I also posted a photo of my first-class relics on Facebook this week. And I mentioned that because I forgot about the relics at confirmation, we ended talked about saints whose relics were incorruptible—saints who never decomposed. Well, a priest in the diocese asked, “Do you have an incorruptible saint on your property?”
I responded, “I am the incorruptible saint on our property.”
Well, today, in case you didn’t guess it, we are celebrating all the saints, corruptible or incorruptible. We are celebrating all those saints that we know of, like the Virgin Mary and our own St. Stephen and St. Elizabeth. We celebrate those saints because they are held up to us as examples of how to live this sometimes difficult life we live as Christians.

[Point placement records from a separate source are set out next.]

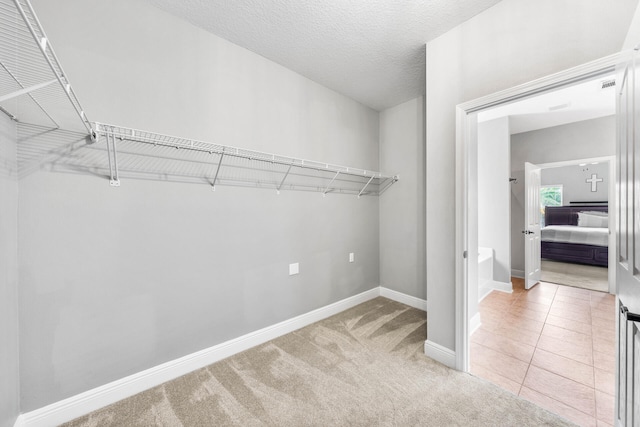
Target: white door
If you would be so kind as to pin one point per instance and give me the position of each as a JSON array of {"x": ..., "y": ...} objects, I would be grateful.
[
  {"x": 628, "y": 247},
  {"x": 531, "y": 233}
]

And, let’s face it, it is hard to be a Christian sometimes. It is hard, as we all know, to follow Jesus, and to do what Jesus tells us to do—to love. It is hard to be, as John says in our reading for today, the children of God, as Jesus himself is a Child of God. The saints have shown this fact to us. They have shown us how to be these very children of God.
We are also celebrating the saints we have personally known. We are celebrating the saints we have known who have come into our own lives—those people who have taught us about God and shown us that love does win out, again and again. The saints in our own lives are those who have done it, who have shown us that we can be successful in following Jesus, even if they weren’t always successful at times in their own lives.
My favorite saints—both those celebrated by the larger church and those I have known in my own personal life—are the ones who were not, by any means, perfect, who failed, who messed up occasionally. I like them because I’m like them. I too have messed up. I too have failed. I too have failed in following Jesus and loving others. See, I really am NOT the incorruptible saint at St. Stephen’s. I, like all us, am corruptible.
But what those saints show us is that it’s all right. When we fail, we just get up again, brush ourselves off and keep going. And what they show us more than anything else is that when we fail to love, we need to love even more and somehow, it is made right.
The other part of this morning that we are celebrating are the future saints in our midst. The future saints? Who could those possibly be? Well, we are. We are those future saints. Together, with the saints who have gone before us, we strive to follow Jesus, to love God and each other and to serve those we encounter. We are the future saints. That’s how we should see ourselves. That is why we celebrate the saints with the different commemorations we have of them at our Wednesday night Eucharists throughout the year. And that is why we celebrate them especially on Sundays like today.
We celebrate the saints because they lead the way for us. They show us how to live this sometimes difficult life as Christians. They show us in their successes and they show us in their failures.
And we celebrate the saints as well because we too are the saints. We are the future saints, who will one day be gathered around the altar of the Lamb, where we will partake of that glory without end.
You have heard me mention on countless occasions my very strong belief that the “veil” that separates us from those who have gone on before us is a very thin one. Even though it often seems like a very thick curtain at times. But there are moments when that veil is sort of lifted and we can see that very little actually separates us from those saints who have gone on. This morning, we are actually able to see that veil lifted. We will see it lifted in a few moments when we gather at the altar to celebrate the Eucharist.
What we do this morning is not an isolated act we do, here in St. Stephen’s Church in north Fargo on a cold morning in November of 2014. Every time we do this, we do it with every Christian on this earth who also celebrates these mysteries. And when we celebrate the Eucharist, all we are doing is joining, for this limited time, the worship that is going on in heaven for all eternity.
And in that moment, we know what our destiny is. Our destiny is sainthood. Our destiny is to be saints.
Today is about those saints who have gone before. But it is also about us, here and now. It is about their sainthood and our sainthood too. And that is something to be thankful and to celebrate.
So, let us—the future saints of God—truly celebrate today. Let us celebrate the saints who have gone on and who are still with us in various ways. And let us, who remain, strive on. Let us continue on in our journey toward sainthood strengthened and certain of our destiny.